Paper
3 March 2020 Charge-shifting optical lock-in detection with shifted excitation Raman difference spectroscopy for the analysis of fluorescent heterogeneous samples
Kay Sowoidnich, Martin Maiwald, Bernd Sumpf, Michael Towrie, Pavel Matousek
Author Affiliations +
Abstract
Shifted excitation Raman difference spectroscopy (SERDS) is a powerful tool for the investigation of fluorescent samples such as biological materials. In case of rapidly changing emission backgrounds the efficiency of SERDS can however be limited as alternating detection of spectra excited at the two shifted laser wavelengths is usually restricted to sampling rates of less than 10 Hz. To overcome this issue, a novel optical lock-in detection approach enabling rapid SERDS operation in the kilohertz range using a custom 830-nm dual-wavelength diode laser and a specialized CCD enabling charge shifting on the CCD chip is presented. As an example of fluorescent and heterogeneous natural specimens, six mineral samples were selected and moved irregularly during spectral acquisition.
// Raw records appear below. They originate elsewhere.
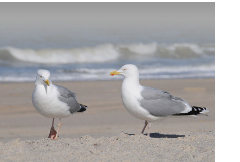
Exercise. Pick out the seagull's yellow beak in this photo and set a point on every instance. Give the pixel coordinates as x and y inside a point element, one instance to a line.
<point>47,82</point>
<point>114,73</point>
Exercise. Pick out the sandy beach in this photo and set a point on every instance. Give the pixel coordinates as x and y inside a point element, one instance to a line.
<point>106,132</point>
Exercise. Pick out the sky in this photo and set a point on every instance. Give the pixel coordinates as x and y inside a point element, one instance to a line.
<point>106,15</point>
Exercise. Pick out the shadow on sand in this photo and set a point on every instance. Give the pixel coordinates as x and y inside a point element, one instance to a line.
<point>158,135</point>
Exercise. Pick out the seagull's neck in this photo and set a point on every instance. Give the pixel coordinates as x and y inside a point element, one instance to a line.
<point>131,82</point>
<point>45,87</point>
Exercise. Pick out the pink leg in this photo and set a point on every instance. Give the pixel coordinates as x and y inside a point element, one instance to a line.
<point>149,126</point>
<point>53,132</point>
<point>59,125</point>
<point>145,125</point>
Compared to conventional CCD read-out (operated at 5.4 Hz) the fast charge-shifting read-out performed at 1,000 Hz demonstrated superior reproducibility between repeat spectra. Using partial least squares-discriminant analysis an improved classification performance of the charge-shifting mode (sensitivity: 99 %, specificity: 94 %) over conventional read-out (sensitivity: 90 %, specificity: 92 %) was achieved. Translating the charge-shifting concept to sub-surface analysis using spatially offset Raman spectroscopy (SORS) enabled also the successful detection of charge-shifting SERDS-SORS spectra from a polytetrafluoroethylene layer concealed behind a 0.25 mm thick opaque heterogeneous layer. Chargeshifting SERDS-SORS results demonstrate two-fold improvement in signal-to-background-noise-ratio and match reference spectra much more closely. The charge-shifting approach shows large potential when rapidly changing background interference due to sample heterogeneity, dynamically evolving systems and ambient light variations presents a major challenges, e.g. in biological and biomedical applications.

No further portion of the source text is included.